At the speed of my computer, and the speed of the program I wrote, it would take about nine days to go through every combination. On average one would expect it to take about half that time but one never knows. My greatest concerns were two. First, I might have made a mistake in the program such that it didn't recognize a solution when it saw it, or two, Microsoft sends out some update and reboots my computer in the middle of the night.

Well, after 34 hours and 23 minutes, and on the 14,943,633,829th try it found a solution. If a human tried to solve the puzzle this way, which of course he or she would not, and tried one permutation every second, it would have taken more than 473 years. And we were lucky. We had only gotten through 15.7% of the possibilities.

OK, so what's the point? You might say it takes the fun out of the puzzle, at least if you like solving puzzles. I think the take-away is this. We all know computers are fast, but I think most of us don't realize how fast. A simple logic chip, available for about 10 cents, can switch in 7 nanoseconds. One nanosecond, a billionth of a second, is to one second as one second is to 30 years. Amazon will sell you a computer that runs at 3.5 billion cycles per second for less than $500. The import of this isn't that you can browse the web faster. Rather there is a whole new set of problem solutions, the Segway self balancing scooter, for instance. It detects when you are starting to fall over and moves the wheels to catch you. The computer is so fast that when it detects that you're falling over it has time to go to lunch, come back, call a meeting of the other computers, come up with several possible solutions, have the staff go away and research them and report back, and then decide which one works best and execute it, all before you realize you're falling. Fighter jets, like other airplanes, used to be designed so that they were stable in flight. The problem was that that stability made them slower to maneuver. Now they're intentionally made unstable, but the computer that the pilot uses to fly the plane detects deviations from the desired path and corrects for them so fast that the plane seems stable.
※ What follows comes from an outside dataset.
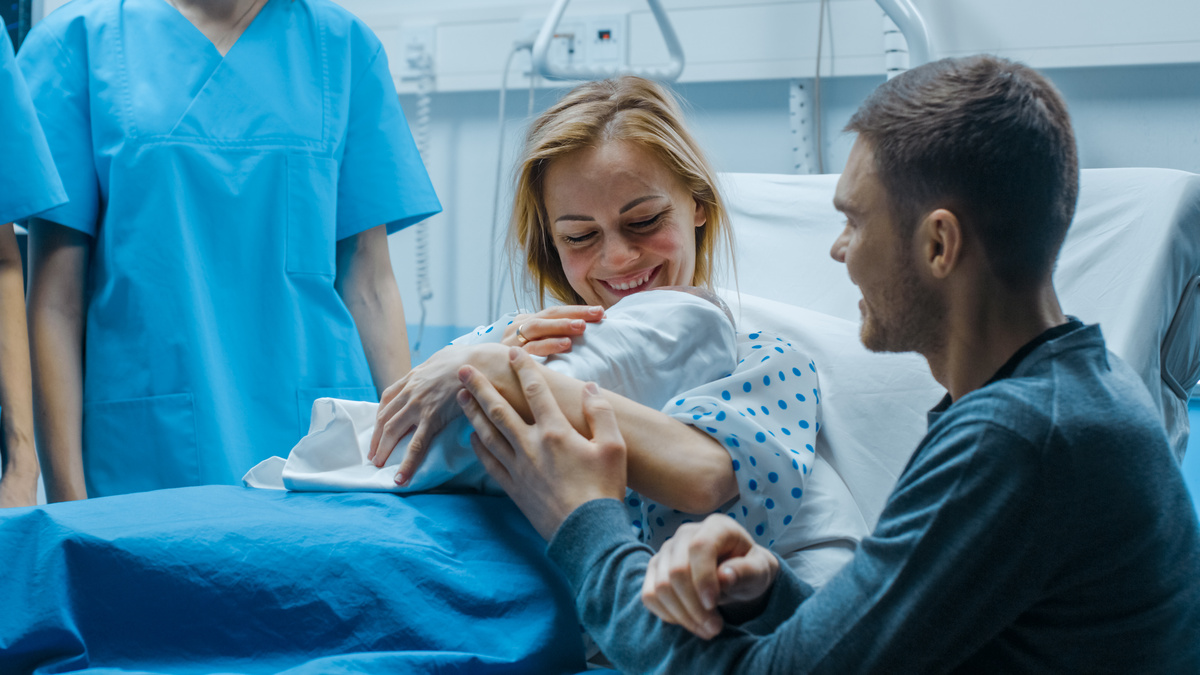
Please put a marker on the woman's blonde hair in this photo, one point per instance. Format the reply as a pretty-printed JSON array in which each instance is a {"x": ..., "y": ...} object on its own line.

Another example is this YouTube video showing a pair of quadcopters tossing a pole between them.

For computers, time moves so slowly that it requires a whole new mindset to even think of problems that can be solved this way. Air bags, Image stabilization in your camera, robots that can walk over uneven ground, compensation for variations in feedstock diameter for 3d printers, self driving cars, a device that detects when an old person is going to fall and catches him. Endless.

Addendum: In discussing the result with my uncle I realized that using this method there would actually be four solutions, each equivalent. They would effectively be looking at the one solution from each of the four sides of the puzzle, or to put it another way, all the cards would be in exactly the same places but the puzzle would be turned 90, 180, and 270 degrees. Thus I guess finding a solution after trying 15.7% of the possibilities isn't that lucky after all.